Que peut-on exiger en cas de pratiques anticoncurrentielles ?
Si vous estimez que votre entreprise est menacée par des pratiques anticoncurrentielles, vous devez déposer une plainte auprès d’un tribunal de commerce. Généralement, pour qu’une pratique anticoncurrentielle émerge, l’entreprise responsable doit avoir beaucoup de pouvoir à sa disposition. Vous n’êtes donc probablement pas la seule entreprise à en souffrir et vous avez tout intérêt à vous regrouper avec les entrepreneurs qui partagent votre point de vue.
Si les pratiques en question sont effectivement jugées comme contrevenant à la libre concurrence des acteurs économiques, le juge est en droit de prendre plusieurs décisions.
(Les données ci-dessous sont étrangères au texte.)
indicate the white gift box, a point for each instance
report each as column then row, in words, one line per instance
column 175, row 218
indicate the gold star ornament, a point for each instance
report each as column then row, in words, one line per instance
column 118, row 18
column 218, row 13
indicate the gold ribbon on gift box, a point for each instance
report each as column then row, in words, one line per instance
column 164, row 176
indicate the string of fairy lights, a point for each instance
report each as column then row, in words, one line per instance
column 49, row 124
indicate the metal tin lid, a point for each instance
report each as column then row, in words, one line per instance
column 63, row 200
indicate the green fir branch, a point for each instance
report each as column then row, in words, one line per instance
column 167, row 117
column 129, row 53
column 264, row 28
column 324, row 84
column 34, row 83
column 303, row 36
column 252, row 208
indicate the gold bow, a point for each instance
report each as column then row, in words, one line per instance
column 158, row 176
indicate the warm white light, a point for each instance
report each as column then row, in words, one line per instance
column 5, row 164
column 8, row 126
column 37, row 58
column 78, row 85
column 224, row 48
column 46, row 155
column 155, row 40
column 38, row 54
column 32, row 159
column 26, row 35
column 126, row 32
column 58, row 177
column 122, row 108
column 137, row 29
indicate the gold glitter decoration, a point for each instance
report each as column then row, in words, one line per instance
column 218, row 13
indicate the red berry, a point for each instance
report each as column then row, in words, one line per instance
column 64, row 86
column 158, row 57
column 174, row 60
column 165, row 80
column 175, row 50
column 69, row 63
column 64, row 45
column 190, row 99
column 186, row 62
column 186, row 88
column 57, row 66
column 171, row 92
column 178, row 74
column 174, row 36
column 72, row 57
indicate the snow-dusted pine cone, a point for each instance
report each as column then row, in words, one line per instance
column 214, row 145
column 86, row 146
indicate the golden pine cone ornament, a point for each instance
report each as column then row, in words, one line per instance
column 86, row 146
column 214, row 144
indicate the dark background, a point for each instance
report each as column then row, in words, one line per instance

D’abord, il obligera l’entreprise à mettre fin à son monopole pour rétablir une concurrence plus juste. Ensuite, il pourra lui donner une amende pour chaque jour durant lesquels elle ne s’exécute pas. Enfin, des dédommagements sont également envisageables pour les plaignants s’ils ont subi des pertes.
Quelle suite sera donnée à la plainte de Telegram, Spotify et Rakuten ?
Pour les utilisateurs, le monopole d’Apple peut paraître sans gravité, mais il a pourtant d’importantes conséquences. Par exemple, le fabricant de téléphones a menacé Telegram de disparaître de son App Store s’il continuait à se plaindre des taxes appliquées. Une telle situation pose évidemment des questions quant à l’étendue du pouvoir d’Apple. L’entreprise est en mesure d’exercer une censure implacable et incontournable.
Malheureusement, tant qu’aucun tribunal ne se sera exprimé contre ce monopole, Apple sera parfaitement libre de l’exercer comme bon lui semble. Il faudra donc attendre que les plaintes déposées à la Commission européenne soient analysées, qu’une enquête soit menée, puis qu’un jugement soit rendu.
Tout cela pourrait prendre des années, mais également mener à l’obligation pour Apple d’offrir aux utilisateurs la possibilité d’installer d’autres magasins d’applications. Si la décision ne s’appliquait qu’en Europe, les iPhones américains n’auraient alors aucun changement à effectuer sur leur logiciel interne.